MGF ≤ 15 ml/min—PI ≥ 5.1 (LCA)
MGF ≤ 20 ml/min—PI ≥ 4.7 (RCA)
Kieser et al. 
PI > 5
Procedural aspects of intraoperative graft verification
The flow chart of intraoperative graft assessment
We developed a flow chart of intraoperative verification to guide the surgeon through the entire procedure of graft assessment . The first step of intraoperative graft verification procedure is the check with HR-ECUS of the arterial conduit. Subsequently, after the completion of the distal anastomosis, the second step is the morphological verification with HR-ECUS. In case of stenosis, the anastomosis should be redone immediately. The third step is the functional verification of the graft with TTFM. Repeated measures should be obtained as indicated in the previous section. There are three possible scenarios. The first (low MGF, low PI, and BF between 0 and 3) indicates a graft with a poor run-off. If the parameters will improve after dobutamine test, we can argue that the graft will have a good fate, conversely the risk of graft failure is high (Fig. 4). The second scenario (low MGF, high PI, and high BF) is a situation of competition of flow. This situation can occur in case of a graft put on a vessel with a moderate stenosis or more commonly in case of composite arterial conduits when the stenoses of the native vessels are unbalanced. If the parameter values will improve after dobutamine test, the graft will have a good prognosis, conversely especially for composite grafts; conduit configuration should be rearranged.

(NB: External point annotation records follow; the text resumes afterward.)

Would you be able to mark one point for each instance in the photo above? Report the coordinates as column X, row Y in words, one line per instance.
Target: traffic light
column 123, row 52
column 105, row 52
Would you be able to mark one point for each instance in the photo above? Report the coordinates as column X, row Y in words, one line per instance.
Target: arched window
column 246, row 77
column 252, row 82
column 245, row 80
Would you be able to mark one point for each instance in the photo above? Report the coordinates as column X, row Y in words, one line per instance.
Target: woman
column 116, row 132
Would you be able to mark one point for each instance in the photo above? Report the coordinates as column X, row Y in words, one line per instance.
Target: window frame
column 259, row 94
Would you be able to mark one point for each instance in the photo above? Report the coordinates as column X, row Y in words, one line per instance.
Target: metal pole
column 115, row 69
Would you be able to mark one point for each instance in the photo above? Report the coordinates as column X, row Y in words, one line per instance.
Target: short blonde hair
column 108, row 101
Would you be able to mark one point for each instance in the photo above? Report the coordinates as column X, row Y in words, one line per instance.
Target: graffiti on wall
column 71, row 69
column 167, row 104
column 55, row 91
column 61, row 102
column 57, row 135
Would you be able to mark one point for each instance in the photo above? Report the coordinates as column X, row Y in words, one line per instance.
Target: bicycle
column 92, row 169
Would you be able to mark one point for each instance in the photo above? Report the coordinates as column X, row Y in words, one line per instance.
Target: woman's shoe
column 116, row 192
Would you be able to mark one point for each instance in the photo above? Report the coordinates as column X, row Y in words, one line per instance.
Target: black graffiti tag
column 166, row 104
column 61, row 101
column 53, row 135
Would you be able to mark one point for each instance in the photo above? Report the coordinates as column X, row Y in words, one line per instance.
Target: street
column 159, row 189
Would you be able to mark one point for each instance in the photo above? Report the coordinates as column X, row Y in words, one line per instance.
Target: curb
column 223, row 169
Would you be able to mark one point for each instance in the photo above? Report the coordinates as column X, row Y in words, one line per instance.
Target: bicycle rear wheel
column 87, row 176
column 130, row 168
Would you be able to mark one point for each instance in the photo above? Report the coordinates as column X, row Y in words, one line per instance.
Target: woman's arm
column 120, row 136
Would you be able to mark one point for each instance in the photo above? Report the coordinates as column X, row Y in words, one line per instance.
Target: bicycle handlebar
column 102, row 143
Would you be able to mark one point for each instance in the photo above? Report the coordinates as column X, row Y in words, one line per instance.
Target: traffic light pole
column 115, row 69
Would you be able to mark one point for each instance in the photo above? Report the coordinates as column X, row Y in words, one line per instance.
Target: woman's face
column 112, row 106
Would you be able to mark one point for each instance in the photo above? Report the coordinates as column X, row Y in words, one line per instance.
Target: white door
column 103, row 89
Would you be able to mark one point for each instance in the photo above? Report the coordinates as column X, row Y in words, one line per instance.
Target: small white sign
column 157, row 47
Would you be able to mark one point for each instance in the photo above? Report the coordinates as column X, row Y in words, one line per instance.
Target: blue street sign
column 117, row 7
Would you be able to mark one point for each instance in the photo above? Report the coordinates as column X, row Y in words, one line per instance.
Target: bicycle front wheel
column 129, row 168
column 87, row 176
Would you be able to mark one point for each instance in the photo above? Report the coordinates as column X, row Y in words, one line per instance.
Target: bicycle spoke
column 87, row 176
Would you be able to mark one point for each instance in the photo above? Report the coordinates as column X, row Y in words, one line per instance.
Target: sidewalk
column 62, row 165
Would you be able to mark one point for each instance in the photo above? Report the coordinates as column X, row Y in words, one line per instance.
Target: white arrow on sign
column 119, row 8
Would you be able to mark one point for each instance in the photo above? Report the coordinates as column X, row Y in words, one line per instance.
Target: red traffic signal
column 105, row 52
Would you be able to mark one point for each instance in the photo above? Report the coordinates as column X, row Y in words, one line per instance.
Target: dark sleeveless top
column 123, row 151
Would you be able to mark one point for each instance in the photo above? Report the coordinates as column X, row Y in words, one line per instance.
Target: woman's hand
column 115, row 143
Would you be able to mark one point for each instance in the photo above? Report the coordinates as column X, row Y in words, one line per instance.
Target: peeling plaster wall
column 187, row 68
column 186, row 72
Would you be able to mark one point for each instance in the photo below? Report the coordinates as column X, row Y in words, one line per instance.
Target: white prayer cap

The third scenario is characterized by normal TTFM parameters (MGF > 15, PI < 3, and BF between 0 and 3) conferring to the graft a good chance to be patent at mid-term follow-up.
Compliance with ethical standards
Conflict of interest
The authors declare that they have no conflict of interest.
Informed consent and ethical committee approval
Not applicable as the manuscript is a review paper.